Herr Leitschuh hatte ungewöhnlich tiefliegende Augen und so buschige Brauen, daß die Augenhöhlen im ständigen Schatten lagen oder wie dunkel angetuscht schienen. Vielleicht waren die Lider auch ein klein wenig geschminkt oder mit Ruß geschwärzt; denn seitdem er auf der Hochzeitsreise mit seiner längst verstorbenen Frau, vor zwanzig Jahren etwa, das außerordentliche Erlebnis gehabt hatte, auf Ischia als Jettatore verschrien zu werden und auf sich Korallenhörnchen und beschwörend gegabelte Finger gerichtet zu sehen, kultivierte er seinen dämonischen Blick und verdankte ihm sowohl geschäftliche als auch private Erfolge. Frau Vio gehörte zwar zu den wenigen Frauen, die ihn seelenruhig anschauen konnten, und sie hatte ihm sogar in der Frühzeit ihrer Beziehungen, als er im üblichen Zug seiner Blickdämonie zärtlich wurde, zwei Ohrfeigen gegeben (die zweite mit dem Handrücken): dennoch aber mochte es sein nackter Geierkopf mit dem unterstrichen bösen Blick gewesen sein, der sie bestimmt hatte, ihn zu erwählen – wenn auch nicht als Liebhaber, so doch als Mitarbeiter, zunächst als Einpeitscher ihrer ersten Darlehensgeschäfte und dann als Prokurist des »Volkskredits«. Sie fuhr gut mit ihm; denn er war tüchtig und kundig, ein mit allen Wassern gewaschener Geschäftemacher und bei aller Kenntnis der menschlichen Schwächen und ihrer Nutznießung doch nur eine subalterne Figur – also nicht zu fürchten und unschwer zu durchschauen. Er war ein wenig zu verteufelt, zu verliebt in seinen bösen Blick, um ganz ohne Schminke auszukommen, er war, wenn man ihn zugleich beaufsichtigte und verachtete, ein ausgezeichneter Schenkkellner der »Goldquelle«, die geheimnisvoll und erfolgreich im gelben Haus des »Volkskredits« entsprang; er war vor allem, als offenbarer Teufelskerl, die beste Folie für Frau Vio selber; denn sie war ja die gute Quellenfee.

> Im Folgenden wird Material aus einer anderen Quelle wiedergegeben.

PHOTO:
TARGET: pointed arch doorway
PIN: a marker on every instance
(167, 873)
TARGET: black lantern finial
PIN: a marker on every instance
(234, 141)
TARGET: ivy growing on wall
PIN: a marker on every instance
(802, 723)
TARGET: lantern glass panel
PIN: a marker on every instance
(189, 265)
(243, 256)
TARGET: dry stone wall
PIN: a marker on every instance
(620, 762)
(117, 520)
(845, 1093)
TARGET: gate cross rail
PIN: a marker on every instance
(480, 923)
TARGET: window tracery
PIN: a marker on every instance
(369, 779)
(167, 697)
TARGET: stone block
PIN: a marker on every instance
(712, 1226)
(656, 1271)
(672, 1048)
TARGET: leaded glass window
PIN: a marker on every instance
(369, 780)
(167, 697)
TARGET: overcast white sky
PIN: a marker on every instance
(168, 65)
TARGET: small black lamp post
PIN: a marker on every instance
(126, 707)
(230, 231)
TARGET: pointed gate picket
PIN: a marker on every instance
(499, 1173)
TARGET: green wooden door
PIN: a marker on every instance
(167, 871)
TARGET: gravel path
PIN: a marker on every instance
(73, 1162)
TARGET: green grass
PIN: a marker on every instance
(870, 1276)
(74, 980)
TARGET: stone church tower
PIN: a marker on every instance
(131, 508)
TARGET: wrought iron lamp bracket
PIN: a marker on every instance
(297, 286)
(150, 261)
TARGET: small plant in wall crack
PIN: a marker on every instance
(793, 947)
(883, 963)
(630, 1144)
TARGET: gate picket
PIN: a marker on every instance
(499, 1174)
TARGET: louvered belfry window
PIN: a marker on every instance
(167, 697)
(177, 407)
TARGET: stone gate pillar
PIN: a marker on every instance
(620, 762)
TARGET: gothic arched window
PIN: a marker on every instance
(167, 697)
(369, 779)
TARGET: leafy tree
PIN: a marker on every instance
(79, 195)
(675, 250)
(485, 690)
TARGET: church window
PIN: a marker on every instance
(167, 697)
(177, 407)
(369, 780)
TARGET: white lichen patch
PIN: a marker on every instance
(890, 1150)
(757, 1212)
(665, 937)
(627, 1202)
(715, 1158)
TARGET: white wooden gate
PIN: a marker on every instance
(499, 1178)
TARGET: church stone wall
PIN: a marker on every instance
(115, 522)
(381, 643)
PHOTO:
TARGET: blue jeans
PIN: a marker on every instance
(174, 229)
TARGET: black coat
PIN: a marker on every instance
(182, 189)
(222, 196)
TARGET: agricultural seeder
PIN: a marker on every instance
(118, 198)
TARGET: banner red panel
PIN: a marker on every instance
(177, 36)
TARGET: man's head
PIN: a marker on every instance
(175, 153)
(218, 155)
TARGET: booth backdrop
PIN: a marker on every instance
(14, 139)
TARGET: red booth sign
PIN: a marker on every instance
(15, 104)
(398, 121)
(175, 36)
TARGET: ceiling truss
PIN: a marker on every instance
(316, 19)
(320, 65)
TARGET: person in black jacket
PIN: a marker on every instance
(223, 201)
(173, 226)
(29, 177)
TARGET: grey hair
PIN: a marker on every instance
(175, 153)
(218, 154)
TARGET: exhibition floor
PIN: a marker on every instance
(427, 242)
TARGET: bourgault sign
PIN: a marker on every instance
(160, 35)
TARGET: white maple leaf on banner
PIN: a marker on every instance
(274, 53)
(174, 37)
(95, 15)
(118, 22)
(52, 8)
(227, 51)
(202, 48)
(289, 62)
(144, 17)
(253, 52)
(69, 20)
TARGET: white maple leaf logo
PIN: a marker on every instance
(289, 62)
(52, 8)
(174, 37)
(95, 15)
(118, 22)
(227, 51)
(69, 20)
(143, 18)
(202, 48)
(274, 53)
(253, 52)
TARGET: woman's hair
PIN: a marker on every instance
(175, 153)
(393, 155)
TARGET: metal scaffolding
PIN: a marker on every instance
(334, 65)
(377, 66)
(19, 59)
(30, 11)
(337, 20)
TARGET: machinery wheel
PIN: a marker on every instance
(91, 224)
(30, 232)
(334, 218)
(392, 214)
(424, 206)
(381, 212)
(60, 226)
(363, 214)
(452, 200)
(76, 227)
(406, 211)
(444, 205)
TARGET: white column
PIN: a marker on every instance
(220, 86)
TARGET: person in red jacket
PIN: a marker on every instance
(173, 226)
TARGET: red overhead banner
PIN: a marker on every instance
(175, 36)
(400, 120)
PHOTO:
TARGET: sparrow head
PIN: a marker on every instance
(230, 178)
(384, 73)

Herr Leitschuh öffnete den Briefordner und sah hinein, so als müsse er sich über das zu Sagende informieren. Er sagte indessen, ohne aufzusehen:

»Um es vorweg zu nehmen – der Mister von der General-Company ist noch im Hotel Vier Jahreszeiten, er war sehr liebenswürdig …«

»Die Zuteilung!« rief Frau Vio aufgebracht, »mich interessiert nur die Zuteilung der Neuemission! Gibt er zehn Prozent oder nicht?«

»Zehn Prozent«, sagte Herr Leitschuh oder er las es von seinen Papieren ab, »zehn Prozent wären sechshundert shares à tausend Dollar. Ich sagte dem Mister, daß wir auf diese Zuteilung rechnen – daß dieser Anteil der Placierungskraft des ›Volkskredits‹ gerade entspräche …«

»Also gibt er sie oder nicht?« unterbrach Frau Vio und trommelte mit ihren langen polierten Fingernägeln auf die Tischplatte.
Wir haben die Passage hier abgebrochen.